Das Entscheidenste aber, was die oberste Gewalt gegen die Ubermacht der Gegen- und Nachgefühle tut und durchsetzt — sie tut es immer, sobald sie irgendwie stark genug dazu ist —, ist die Aufrichtung des Gesetzes, die imperativische Erklärung darüber, was überhaupt unter ihren Augen als erlaubt, als recht, was als verboten, als unrecht zu gelten habe; … von nun an wird das Auge für eine immer unpersönlichere Abschätzung der Tat eingeübt, sogar das Auge des Geschädigten selbst (obschon dies am allerletzten …)]1
This is a remarkable passage because it at first seems so different from what some postmodernists have made of Nietzsche. There is much of the careful philologist in these lines; interpretation not only counts but can be grounded in a tradition of understanding that brooks interpretive departures with some skepticism.
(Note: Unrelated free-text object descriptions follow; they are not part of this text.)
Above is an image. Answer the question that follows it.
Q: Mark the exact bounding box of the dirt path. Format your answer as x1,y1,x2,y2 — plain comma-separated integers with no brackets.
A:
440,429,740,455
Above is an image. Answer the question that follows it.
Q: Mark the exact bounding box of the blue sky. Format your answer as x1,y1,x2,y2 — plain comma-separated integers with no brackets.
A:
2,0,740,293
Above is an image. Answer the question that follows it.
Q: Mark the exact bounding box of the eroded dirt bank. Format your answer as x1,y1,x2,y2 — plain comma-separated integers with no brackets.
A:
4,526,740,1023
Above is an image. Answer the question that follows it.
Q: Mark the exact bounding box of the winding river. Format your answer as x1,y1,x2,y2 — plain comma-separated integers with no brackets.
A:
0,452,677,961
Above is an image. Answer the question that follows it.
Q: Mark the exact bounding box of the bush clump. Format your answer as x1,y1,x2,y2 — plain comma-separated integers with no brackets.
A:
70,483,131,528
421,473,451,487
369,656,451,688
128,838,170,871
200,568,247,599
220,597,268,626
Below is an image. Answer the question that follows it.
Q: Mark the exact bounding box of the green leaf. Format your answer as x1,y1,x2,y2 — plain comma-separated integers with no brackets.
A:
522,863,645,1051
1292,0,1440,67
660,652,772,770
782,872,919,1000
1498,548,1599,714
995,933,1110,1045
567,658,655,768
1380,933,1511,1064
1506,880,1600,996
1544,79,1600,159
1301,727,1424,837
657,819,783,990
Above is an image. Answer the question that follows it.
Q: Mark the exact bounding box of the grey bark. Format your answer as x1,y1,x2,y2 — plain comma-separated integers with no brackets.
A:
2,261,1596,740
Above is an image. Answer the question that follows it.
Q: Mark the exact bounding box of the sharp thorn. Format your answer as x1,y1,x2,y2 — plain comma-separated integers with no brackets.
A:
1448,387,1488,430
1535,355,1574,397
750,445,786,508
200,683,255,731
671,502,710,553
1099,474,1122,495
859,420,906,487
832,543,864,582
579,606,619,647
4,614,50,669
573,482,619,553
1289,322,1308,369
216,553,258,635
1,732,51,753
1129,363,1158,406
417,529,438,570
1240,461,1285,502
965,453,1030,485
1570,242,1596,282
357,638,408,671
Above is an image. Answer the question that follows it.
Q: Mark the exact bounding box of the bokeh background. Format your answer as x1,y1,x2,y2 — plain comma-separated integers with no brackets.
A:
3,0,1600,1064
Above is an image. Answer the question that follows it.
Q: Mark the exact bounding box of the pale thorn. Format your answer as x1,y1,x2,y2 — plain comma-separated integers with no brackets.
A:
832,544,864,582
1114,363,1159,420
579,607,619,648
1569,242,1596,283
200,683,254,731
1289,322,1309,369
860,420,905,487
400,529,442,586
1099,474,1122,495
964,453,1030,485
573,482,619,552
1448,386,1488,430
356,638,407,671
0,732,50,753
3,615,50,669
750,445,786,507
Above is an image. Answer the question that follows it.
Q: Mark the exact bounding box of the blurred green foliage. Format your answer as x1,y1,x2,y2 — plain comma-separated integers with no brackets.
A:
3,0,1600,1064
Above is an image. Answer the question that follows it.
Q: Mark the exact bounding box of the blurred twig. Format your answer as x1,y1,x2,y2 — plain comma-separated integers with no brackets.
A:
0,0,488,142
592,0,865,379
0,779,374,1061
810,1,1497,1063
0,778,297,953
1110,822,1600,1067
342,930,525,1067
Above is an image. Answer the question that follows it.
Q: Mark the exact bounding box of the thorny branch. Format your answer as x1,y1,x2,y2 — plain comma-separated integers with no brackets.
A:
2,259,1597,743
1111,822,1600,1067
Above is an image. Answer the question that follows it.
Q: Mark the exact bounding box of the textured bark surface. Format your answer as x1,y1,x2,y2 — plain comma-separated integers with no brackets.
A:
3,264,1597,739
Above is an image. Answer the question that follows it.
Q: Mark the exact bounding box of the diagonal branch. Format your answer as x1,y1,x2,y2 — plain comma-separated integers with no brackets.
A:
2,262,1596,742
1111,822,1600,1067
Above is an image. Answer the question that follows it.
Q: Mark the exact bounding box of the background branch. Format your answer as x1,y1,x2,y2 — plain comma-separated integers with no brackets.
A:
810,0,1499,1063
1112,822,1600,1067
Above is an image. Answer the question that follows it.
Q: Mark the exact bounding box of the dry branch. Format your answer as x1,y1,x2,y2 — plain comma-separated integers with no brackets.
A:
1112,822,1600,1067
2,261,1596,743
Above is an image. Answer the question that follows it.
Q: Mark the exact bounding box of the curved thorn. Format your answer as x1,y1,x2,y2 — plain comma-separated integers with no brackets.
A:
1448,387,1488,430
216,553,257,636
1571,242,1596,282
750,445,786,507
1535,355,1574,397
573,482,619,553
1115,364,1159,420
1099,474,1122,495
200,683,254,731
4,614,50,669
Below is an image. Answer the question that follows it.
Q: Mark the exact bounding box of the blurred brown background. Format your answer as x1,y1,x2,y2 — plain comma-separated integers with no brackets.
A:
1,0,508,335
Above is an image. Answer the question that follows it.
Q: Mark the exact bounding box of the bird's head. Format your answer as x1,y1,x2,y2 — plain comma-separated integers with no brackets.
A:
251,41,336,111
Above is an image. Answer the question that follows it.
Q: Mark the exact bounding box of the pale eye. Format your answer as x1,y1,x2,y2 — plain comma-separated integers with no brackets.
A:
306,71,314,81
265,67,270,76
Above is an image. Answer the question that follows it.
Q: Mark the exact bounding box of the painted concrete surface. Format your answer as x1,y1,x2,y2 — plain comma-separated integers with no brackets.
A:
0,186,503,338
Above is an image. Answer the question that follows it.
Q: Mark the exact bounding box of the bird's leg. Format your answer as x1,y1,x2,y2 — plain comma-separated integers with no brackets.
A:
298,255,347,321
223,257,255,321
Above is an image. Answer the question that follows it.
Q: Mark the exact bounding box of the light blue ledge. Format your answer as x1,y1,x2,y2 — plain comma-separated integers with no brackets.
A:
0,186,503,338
Good reading of the code is, furthermore, connected to leading a life of active accomplishment and of justice-doing among peers. And law — as much as law’s end, justice — needs not inevitably be associated with violence.2

Nietzsche here links to temporal, earthly justice the most controversial and value-laden aspect of his personal moral agenda: the ranking of nobility above ressentiment, of action above reaction, of the heroic Old Testament code above the rococo, privatized spiritualization of the Gospels.3 The will to power emerges from the realm of self-perfection into the world of socialized humanity. The individual striver — think of Moses, the Revolutionary generation, or some recent feminists — devotes some of her time to codewriting! And from the time of codification on, as the rest of this
aphorism tells us, people’s actions are gauged coolly and impersonally along the lines of their duty, as prescribed by the codifier.